Human beings are able to acquire and sustain a particular language using the cognitive faculty of their brain. They repeat a particular word or sound until it is transferred from the short-term memory to the long term memory where it is stored. They later retrieve the sound or word to form sentences so as to communicate (Baars, 2010). Language acquisition is purely a cognitive process whereby a child learns new sounds and words through imitation and eventually learns simple sentence structures. (Redlawsk, Civettini, & Emmerson, 2010). The memory of a person learning a language must be in good function because in the cognition process, learned words must be transferred to and from the long-term memory via the short-term memory (Thomson, D, Milliken, B, & Smilek, D. 2010). With time the child learns the language and also learns to assign the right meaning to words. It is purely through cognition that words are assigned a particular meaning. There is no connection between a word and what it means. Language acquisition and processing depends largely on the person’s aural and visual capacities. This is the arbitrary relationship between the signifier, which is the word, and the signified, which is the object targeted at by the word. The image of the object or thing that the sound or word signifies exists in the mind of the speaker and the listener in a process of cognition. This is also evident in the way language can be used interchangeably. It is the bearer of the meaning, the signifier, which determines the action the hearer will take as the message is conceived in the brain. Cognition is the basic thing in the linguistic process.
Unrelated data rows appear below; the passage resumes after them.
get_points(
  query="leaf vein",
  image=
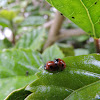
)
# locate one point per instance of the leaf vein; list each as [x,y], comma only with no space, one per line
[89,17]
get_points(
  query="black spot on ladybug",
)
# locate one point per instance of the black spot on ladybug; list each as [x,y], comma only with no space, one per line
[27,73]
[57,60]
[73,17]
[51,67]
[95,3]
[61,14]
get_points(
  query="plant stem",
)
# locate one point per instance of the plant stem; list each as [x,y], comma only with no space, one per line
[97,43]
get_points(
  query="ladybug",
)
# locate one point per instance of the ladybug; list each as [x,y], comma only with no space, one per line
[60,63]
[56,65]
[50,66]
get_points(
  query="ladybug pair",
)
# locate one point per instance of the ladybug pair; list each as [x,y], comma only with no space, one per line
[56,65]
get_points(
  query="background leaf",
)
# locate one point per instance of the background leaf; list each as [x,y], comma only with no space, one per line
[7,85]
[80,71]
[33,21]
[4,22]
[33,40]
[83,13]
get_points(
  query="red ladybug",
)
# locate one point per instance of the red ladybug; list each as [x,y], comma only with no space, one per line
[60,63]
[55,65]
[50,66]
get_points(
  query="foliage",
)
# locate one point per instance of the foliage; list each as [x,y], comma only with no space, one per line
[83,13]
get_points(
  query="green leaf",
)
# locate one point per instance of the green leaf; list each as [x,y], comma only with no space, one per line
[33,21]
[9,15]
[52,53]
[33,40]
[90,92]
[5,44]
[19,62]
[81,52]
[4,22]
[19,94]
[7,85]
[80,71]
[82,12]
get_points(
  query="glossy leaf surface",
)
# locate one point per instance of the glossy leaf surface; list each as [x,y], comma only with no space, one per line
[90,92]
[19,62]
[7,85]
[33,21]
[52,53]
[33,40]
[80,71]
[82,12]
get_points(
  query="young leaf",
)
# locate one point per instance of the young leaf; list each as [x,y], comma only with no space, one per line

Human beings process language naturally in a sequential manner using a range of computational techniques. They achieve this mainly through phonology and morphology. It is in phonology that human beings interpret speech sounds, within words and across words using phonemic rules as well as prosodic rules. Morphology deals with the smallest unit which has meaning for example the suffix, the root and the suffix. The human brain goes through a process of repetitive thinking to ensure that the new thing that has been taught is memorized (Willingham, 2007). Long-term conceptual implicit memory is very necessary for language and processing.
REFERENCES
Willingham, D, (2007). Cognition: The Thinking Man. Pearson, University of Virginia.
Grumman, C, (2010). Literacy Begins at Birth. The American Prospect, 21(6), A5-A8. Retrieved September 24, 2010, from ABI/INFORM Global.
Baars, B, (2010). Spontaneous Repetitive Thoughts Can Be Adaptive: Postscript on “Mind Wandering”. Psychological Bulletin, 136(2), 208. Retrieved September 24, 2010, from ABI/INFORM Global.
Mill B, TKCken, Smulak, & MITB & Smilek, D. (2010). Long-term conceptual implicit memory: A decade of evidence. Memory & Cognition, 38(1), 42-6. Retrieved September 24, 2010, from ABI/INFORM Global.
Redlawsk, D, Civettini, A, & Emmerson, K. (2010). The Affective Tipping Point: Do Motivated Reasoners Ever “Get It?” OxfordUniversity Presss, Oxford.